Per Faroldi la costruzione di uno stadio è innanzitutto un’opportunità, un modo per creare un’infrastruttura urbana capace di trasformare e rigenerare un pezzo intero di città. I mondiali di calcio del ’90 hanno da questo punto di vista rappresentato un’occasione perduta: non si è colta l’opportunità di fare dei maggiori stadi italiani delle infrastrutture capaci di innervare il territorio, con funzioni pubbliche importanti. Lo stadio è “la punta dell’iceberg” di un universo che collega i ragazzi dei vivai ai calciatori più affermati, passando per attività economiche, culturali e sociali e il fenomeno del “tifo”. Lo stadio è un edificio attrattore e attrattivo, certo difficile da gestire per i grandi flussi che mobilita, paragonato da Faroldi a grandi edifici quali San Pietro, o la Mecca. Questa gestione ha dei costi molto alti che non vengono coperti dai biglietti di ingresso. Oggi i proventi del calcio sono legati ad altro e comunque l’investimento ha bisogno di altre funzioni per essere remunerativo.

Lo stadio Meazza è una struttura obsoleta, forse ristrutturabile, ma di certo vecchia e non più efficiente. Su questo punto Faroldi è categorico: troppo cemento, poca sicurezza, troppi posti a sedere. Non è neanche possibile installare una rete wi-fi efficiente, che in questo momento non è presente. Lo stadio Meazza non ha valore storico. La sua importanza è piuttosto legata a una dimensione simbolica, alle emozioni che è in grado di produrre:

– Prendete il vecchio Wembley. Lo hanno completamente rifatto, ma conserva la sua rilevanza, anche per la storia che incarna, a prescindere dalla sua forma architettonica.

Ciò detto, la demolizione non sembra una strada realmente percorribile: si parla di 450 milioni di euro contro i 200 che servirebbero per la costruzione di uno nuovo. Le altre due opzioni riguardano l’abbattimento e la ricostruzione di un nuovo stadio o la costruzione di un secondo stadio, adibendo il Meazza ad altri usi. Faroldi, tuttavia, non da cenno all’impatto ambientale di simili operazioni.

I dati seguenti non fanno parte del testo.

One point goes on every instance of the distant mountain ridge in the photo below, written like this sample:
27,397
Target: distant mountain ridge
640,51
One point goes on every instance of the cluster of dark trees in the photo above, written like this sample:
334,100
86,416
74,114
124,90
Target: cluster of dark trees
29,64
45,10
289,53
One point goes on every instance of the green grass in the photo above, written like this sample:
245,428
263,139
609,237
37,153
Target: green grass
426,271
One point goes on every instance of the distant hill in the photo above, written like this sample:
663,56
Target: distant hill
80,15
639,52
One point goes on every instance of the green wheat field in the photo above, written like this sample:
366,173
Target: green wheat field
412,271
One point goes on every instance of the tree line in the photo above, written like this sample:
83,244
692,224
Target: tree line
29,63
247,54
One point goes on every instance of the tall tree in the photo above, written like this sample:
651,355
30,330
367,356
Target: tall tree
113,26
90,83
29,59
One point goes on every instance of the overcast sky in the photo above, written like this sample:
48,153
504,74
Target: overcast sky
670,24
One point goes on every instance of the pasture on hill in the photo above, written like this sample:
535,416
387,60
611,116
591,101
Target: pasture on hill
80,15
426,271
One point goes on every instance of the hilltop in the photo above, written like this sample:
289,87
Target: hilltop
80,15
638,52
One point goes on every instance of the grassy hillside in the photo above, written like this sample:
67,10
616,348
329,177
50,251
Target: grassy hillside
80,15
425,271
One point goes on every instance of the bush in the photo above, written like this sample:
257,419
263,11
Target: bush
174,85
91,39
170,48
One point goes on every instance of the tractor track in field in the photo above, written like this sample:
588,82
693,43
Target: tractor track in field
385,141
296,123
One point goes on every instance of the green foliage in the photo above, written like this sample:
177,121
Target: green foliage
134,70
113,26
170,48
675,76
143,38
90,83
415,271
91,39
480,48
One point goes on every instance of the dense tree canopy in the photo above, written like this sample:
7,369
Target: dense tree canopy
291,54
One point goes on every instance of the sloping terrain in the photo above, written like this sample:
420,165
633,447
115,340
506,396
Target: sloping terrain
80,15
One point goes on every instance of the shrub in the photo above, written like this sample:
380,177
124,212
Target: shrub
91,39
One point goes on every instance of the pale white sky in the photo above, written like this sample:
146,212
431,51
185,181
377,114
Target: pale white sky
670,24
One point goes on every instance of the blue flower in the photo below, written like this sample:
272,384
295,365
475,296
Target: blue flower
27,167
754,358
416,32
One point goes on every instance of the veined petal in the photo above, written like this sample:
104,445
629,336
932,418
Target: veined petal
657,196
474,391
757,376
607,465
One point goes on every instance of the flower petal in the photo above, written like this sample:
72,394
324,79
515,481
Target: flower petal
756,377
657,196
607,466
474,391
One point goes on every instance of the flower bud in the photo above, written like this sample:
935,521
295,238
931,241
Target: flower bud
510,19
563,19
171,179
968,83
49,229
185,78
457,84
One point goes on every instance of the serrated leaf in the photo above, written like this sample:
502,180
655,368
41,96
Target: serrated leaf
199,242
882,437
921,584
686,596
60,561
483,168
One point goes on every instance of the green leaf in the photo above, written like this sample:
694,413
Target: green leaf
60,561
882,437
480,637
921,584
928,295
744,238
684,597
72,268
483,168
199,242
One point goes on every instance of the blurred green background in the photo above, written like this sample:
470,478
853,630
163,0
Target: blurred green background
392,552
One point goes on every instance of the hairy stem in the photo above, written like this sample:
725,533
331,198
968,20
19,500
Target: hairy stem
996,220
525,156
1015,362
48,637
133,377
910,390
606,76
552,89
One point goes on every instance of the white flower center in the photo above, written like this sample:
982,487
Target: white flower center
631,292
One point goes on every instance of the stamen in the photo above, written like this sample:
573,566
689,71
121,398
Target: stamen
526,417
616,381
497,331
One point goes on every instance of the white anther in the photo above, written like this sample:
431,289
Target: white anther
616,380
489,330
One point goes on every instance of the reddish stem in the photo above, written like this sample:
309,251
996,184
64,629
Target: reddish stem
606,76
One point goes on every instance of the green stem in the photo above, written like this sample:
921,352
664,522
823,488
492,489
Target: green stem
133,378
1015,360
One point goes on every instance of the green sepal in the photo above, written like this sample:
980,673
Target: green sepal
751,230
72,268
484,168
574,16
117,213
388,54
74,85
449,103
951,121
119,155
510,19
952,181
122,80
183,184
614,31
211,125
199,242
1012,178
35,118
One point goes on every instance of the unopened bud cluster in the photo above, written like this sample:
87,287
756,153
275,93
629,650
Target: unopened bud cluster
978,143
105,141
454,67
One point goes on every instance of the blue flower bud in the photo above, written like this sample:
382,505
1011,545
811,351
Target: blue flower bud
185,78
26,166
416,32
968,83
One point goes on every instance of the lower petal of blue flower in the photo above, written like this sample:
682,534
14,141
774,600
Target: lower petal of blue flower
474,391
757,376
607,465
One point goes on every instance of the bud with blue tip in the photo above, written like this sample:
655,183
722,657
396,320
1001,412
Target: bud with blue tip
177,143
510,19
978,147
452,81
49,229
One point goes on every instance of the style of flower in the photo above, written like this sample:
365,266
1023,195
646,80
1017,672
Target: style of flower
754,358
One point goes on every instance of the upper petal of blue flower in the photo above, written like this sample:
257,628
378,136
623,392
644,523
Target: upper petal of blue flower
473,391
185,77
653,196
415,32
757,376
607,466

Inoltre, a suo parere, lo Stadio andrebbe mantenuto lì: su quel territorio ha contribuito a costruire e consolidare la “vocazione sportiva” di San Siro. Il quartiere ha costruito negli anni quella sua connotazione, anche attraverso la presenza degli ippodromi e dei parchi, che non può essere spazzata via, pena uno stravolgimento dell’attuale assetto urbano dell’area. Il rischio è quello di avere uno stadio vuoto, un abbandono che trainerebbe degrado e che potrebbe sfociare in una nuova speculazione edilizia. Gli stadi, se pensati in modo complesso, costituiscono una funziona urbana: devono quindi rimanere in città, al pari dei campus universitari.

La questione critica sollevata da Faroldi riguarda il ruolo degli attori istituzionali e la mancanza di una regia forte, di una visione e di chiare linee di azione, unite a una marcata indecisione nell’orientare la proposta. Non si tratta quindi di negare la necessità del progetto, ma di coglierne le opportunità di sviluppo. Faroldi critica inoltre i tempi del Dibattito Pubblico, arrivato in ritardo rispetto al processo in atto.

Proviamo a problematizzare la sua posizione. Gli chiediamo se sia davvero possibile sganciare totalmente la disposizione sportiva dell’area dalle architetture che oggi la caratterizzano. Faroldi è convinto di sì: gli spazi si scrivono e si riscrivono da sempre. Non dobbiamo averne paura.

Ci chiediamo se tale affermazione valga sempre e comunque e a quali condizioni. Emerge qui nuovamente la centralità della dimensione politica e di chi è chiamato a garantire l’interesse pubblico.